Já detectar sinais de envenenamento nos ossos, através de análises químicas, é bastante mais difícil. Depende se o envenenamento foi lento ou rápido e feito com o quê, diz ainda Eugénia Cunha. Num envenenamento lento, com a administração de uma substância tóxica ao longo do tempo, é susceptível ficarem vestígios nos ossos - mas "é raríssimo", é "muito, muito difícil" acontecer.
Pode dar-se o caso de ainda restarem tecidos mumificados ou cabelos, e aí poderão levar-se a cabo análises químicas à procura de vestígios de substâncias tóxicas. Só que, como refere o toxicólogo Mário João Dias, director do Departamento de Química e Toxicologia Forenses do INMLCF, antes de mais é preciso saber o que procurar nos materiais que restaram do corpo. "Qualquer análise nesta área, mesmo procurando ser o mais abrangente possível, tem determinadas etapas que partem do pressuposto do que queremos procurar", diz, explicando que é diferente se essa pesquisa é direccionada para metais, como chumbo ou mercúrio, ou drogas ou pesticidas. Também é diferente procurar substâncias capazes de provocar uma toxicidade aguda ou crónica.
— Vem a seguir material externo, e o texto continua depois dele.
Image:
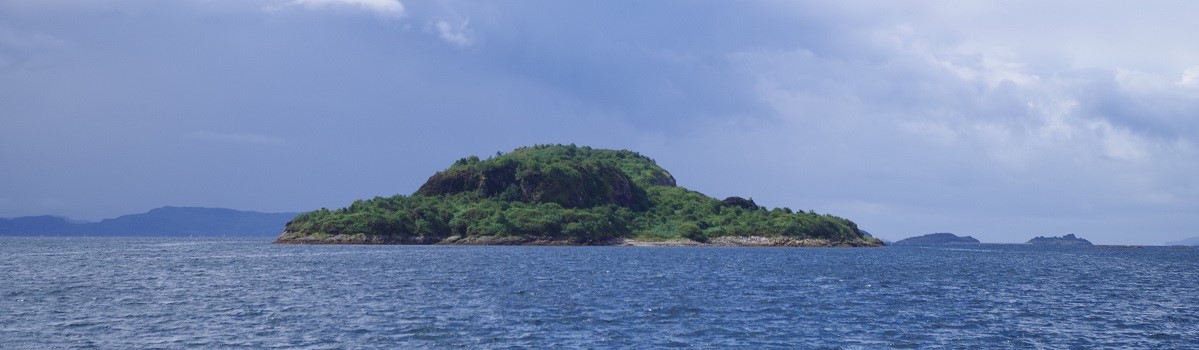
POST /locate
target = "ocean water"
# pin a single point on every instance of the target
(212, 293)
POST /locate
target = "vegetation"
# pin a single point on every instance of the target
(562, 193)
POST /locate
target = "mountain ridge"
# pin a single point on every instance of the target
(166, 221)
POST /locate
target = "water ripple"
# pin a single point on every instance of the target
(175, 293)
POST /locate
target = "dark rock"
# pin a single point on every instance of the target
(1067, 240)
(938, 239)
(740, 201)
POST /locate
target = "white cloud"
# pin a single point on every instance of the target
(457, 35)
(383, 7)
(236, 138)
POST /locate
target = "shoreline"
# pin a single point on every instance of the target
(727, 241)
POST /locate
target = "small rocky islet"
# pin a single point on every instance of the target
(567, 194)
(1067, 240)
(938, 239)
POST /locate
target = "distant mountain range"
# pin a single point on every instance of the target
(1191, 241)
(168, 221)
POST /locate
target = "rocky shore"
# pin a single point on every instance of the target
(727, 241)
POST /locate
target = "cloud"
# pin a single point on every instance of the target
(236, 138)
(458, 35)
(383, 7)
(1190, 78)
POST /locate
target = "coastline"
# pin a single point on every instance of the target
(727, 241)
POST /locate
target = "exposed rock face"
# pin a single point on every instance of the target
(1067, 240)
(579, 185)
(939, 239)
(740, 201)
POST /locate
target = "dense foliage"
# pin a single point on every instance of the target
(564, 193)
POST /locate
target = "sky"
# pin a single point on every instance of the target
(1001, 120)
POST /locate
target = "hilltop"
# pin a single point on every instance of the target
(565, 194)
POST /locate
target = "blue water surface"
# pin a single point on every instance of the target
(216, 293)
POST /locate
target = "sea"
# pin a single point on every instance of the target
(73, 293)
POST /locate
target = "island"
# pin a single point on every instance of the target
(938, 239)
(567, 194)
(1067, 240)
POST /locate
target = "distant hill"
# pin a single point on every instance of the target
(168, 221)
(566, 194)
(1191, 241)
(938, 239)
(1067, 240)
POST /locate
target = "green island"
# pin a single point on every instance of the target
(567, 194)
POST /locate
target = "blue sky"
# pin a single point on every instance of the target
(1001, 120)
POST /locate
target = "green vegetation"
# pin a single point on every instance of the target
(564, 194)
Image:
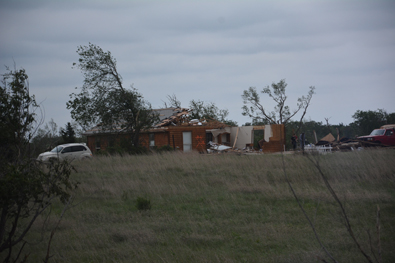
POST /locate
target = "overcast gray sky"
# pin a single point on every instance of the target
(211, 50)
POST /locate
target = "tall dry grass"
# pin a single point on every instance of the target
(224, 208)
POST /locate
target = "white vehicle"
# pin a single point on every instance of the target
(69, 151)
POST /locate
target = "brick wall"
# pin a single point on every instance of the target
(276, 143)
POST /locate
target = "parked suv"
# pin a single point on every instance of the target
(70, 151)
(383, 136)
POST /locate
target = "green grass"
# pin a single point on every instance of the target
(223, 208)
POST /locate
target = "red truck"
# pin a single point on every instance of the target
(384, 136)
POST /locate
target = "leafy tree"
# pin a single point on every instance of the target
(366, 121)
(26, 189)
(282, 113)
(68, 134)
(173, 101)
(104, 100)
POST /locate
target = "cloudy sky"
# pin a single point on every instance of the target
(211, 50)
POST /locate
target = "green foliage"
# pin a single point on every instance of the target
(17, 112)
(281, 113)
(68, 134)
(143, 204)
(103, 99)
(45, 139)
(27, 188)
(366, 121)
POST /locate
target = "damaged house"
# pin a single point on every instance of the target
(175, 129)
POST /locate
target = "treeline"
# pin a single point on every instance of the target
(50, 135)
(364, 123)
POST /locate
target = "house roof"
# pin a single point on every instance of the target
(167, 117)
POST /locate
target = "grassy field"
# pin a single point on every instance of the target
(224, 208)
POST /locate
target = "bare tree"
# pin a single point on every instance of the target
(281, 113)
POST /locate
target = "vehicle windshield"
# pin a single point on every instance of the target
(378, 132)
(57, 149)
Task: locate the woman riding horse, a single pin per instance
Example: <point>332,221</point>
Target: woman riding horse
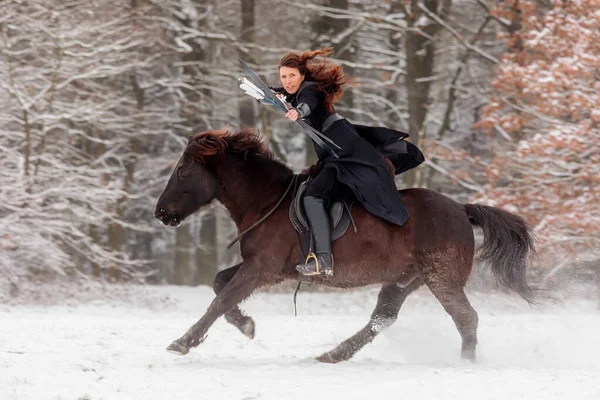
<point>312,88</point>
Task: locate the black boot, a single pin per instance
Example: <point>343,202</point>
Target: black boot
<point>320,263</point>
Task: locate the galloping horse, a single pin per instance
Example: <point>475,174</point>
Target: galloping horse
<point>436,246</point>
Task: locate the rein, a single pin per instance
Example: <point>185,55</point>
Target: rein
<point>294,179</point>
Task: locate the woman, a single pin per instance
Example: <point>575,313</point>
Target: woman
<point>312,87</point>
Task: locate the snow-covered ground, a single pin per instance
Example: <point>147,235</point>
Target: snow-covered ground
<point>115,349</point>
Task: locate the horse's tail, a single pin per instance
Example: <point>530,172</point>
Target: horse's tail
<point>507,244</point>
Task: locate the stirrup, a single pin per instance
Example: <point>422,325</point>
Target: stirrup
<point>327,272</point>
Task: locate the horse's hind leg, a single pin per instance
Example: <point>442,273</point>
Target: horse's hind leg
<point>235,317</point>
<point>455,302</point>
<point>389,302</point>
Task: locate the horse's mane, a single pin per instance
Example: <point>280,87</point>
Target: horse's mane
<point>244,142</point>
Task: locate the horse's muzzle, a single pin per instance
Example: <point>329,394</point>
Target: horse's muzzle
<point>167,218</point>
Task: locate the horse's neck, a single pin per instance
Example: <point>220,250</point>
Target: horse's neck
<point>250,189</point>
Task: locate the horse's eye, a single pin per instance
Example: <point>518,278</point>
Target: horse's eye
<point>181,172</point>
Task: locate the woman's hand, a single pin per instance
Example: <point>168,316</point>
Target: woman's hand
<point>292,114</point>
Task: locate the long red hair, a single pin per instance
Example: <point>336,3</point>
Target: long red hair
<point>328,74</point>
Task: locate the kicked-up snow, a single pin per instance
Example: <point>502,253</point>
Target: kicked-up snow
<point>115,349</point>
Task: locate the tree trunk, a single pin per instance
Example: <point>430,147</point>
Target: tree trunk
<point>246,103</point>
<point>420,61</point>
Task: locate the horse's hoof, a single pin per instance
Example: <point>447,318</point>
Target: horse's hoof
<point>327,358</point>
<point>248,328</point>
<point>177,348</point>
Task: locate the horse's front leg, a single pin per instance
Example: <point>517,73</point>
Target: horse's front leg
<point>241,285</point>
<point>235,316</point>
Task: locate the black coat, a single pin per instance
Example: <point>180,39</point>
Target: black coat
<point>360,165</point>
Mas, para lá disso, será possível encontrar estas substâncias 40 anos depois? "Depende se são degradáveis ou não", diz ainda o toxicólogo. Se as substâncias do envenenamento forem comuns no próprio organismo ou na natureza, onde o corpo tem estado em contacto, também pode haver dificuldade em interpretar os resultados. Por isso, há que recolher amostras do solo à volta da sepultura, para ter valores de referência.
Os resultados só deverão ser conhecidos daqui a alguns meses.